The commissioner also believes he is charging the fair market value for an 8,200-square-foot building. He said he brought in an appraiser, who valued the property at $1.1 million. Allen said a building in that area, near the collection of mobile home parks on James Street and Wilson Road, would not possibly net that kind of payment.

But Whitfield pointed out that the county was $70 million in debt, according to its last audit. And, to put a dent in the problem, he raised property taxes 50-70 percent last year. He said the rent request is on par for what a health clinic should pay. He is asking for $1.07 per square foot. CHI Memorial pays Chickamauga and LaFayette $1.08 per square foot to operate clinics out of their buildings.

Primary Healthcare Centers' lease expired at the end of August, Whitfield said, but he let it continue to operate in Rossville as they negotiated. He chose not to charge them in September but said rent would begin to accrue in October. Even so, the negotiation continues, and the county has not received money.

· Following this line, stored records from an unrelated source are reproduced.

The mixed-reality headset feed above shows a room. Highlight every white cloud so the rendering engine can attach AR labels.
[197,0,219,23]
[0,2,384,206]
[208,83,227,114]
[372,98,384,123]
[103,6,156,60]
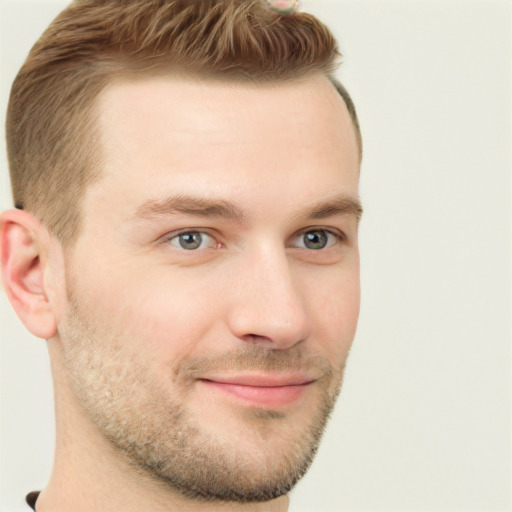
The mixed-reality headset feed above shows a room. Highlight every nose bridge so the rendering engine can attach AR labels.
[229,241,311,349]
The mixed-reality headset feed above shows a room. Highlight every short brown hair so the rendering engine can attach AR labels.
[6,0,361,245]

Last month, an attorney for Primary Healthcare Systems informed Whitfield that, actually, the clinic is allowed to stay there for another eight months. In August, when they were paying their annual rent, the attorney said, the clinic threw an extra dollar to the county, covering 2018. The county deposited that dollar into its account.

Whitfield does not believe that payment binds the county.

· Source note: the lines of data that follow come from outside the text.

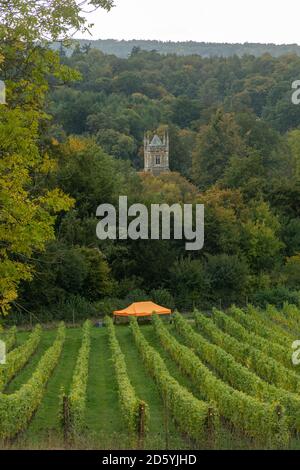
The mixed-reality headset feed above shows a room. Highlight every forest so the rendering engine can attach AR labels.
[53,39,300,59]
[0,1,300,324]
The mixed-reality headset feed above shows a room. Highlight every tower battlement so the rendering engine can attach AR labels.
[144,132,170,176]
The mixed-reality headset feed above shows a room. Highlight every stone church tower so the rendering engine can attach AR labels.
[144,133,170,176]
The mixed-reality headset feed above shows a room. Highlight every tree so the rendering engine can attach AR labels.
[193,110,245,189]
[0,0,112,313]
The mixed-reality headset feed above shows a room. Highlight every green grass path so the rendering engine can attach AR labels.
[23,329,82,443]
[86,328,125,448]
[116,326,187,449]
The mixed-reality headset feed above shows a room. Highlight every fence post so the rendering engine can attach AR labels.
[63,395,70,442]
[138,402,146,449]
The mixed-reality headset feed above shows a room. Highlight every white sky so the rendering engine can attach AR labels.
[77,0,300,44]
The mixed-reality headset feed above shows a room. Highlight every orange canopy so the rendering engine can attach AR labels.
[113,302,172,317]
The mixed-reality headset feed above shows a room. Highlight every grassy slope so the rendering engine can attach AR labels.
[12,329,81,445]
[117,326,188,449]
[6,325,300,449]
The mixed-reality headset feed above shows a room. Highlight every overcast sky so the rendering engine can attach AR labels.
[77,0,300,44]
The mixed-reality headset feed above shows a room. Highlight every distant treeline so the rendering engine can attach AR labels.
[55,39,300,58]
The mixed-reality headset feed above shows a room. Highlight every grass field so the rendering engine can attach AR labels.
[0,304,300,449]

There is one other hitch in the deal: In 2007, the Georgia Department of Community Affairs gave Walker County $465,000 to renovate the building. Heiskell said she would use it as a clinic to help low-income residents. The money went toward a new roof, a new HVAC system and some structural repairs.

As part of the grant agreement, Heiskell promised that the county would use the building to serve low-income residents for 20 years. Rob Cowan, an attorney for Primary Healthcare Centers, said the Department of Community Affairs could punish the county if Whitfield does not use that building to help the intended population.

First, the state agency could demand some of that $465,000 back. Cowan said the Department of Community Affairs also could block Walker County from receiving some grants for a period.

Cowan said he has not heard back from Whitfield or county attorney Robin Rogers for the past month, since he sent them a letter trying to further negotiate the rent.

"It sounds to me like he's just ready to clear anybody out who had any contract with Bebe Heiskell," Cowan said. "It's bad for the community."

Nevertheless, Whitfield persists. He said he has contacted the Department of Community Affairs to ask them what else they would let him use the building for. He floated a couple of ideas: maybe an after-school center where children can receive tutoring and exercise. Or maybe another nonprofit organization will bring a clinic.

Allen said a new tenant will leave Whitfield in the same position.

"What's the issue he has with Primary Healthcare?" she said. "He's not going to make that kind of rent on any nonprofit he puts in there."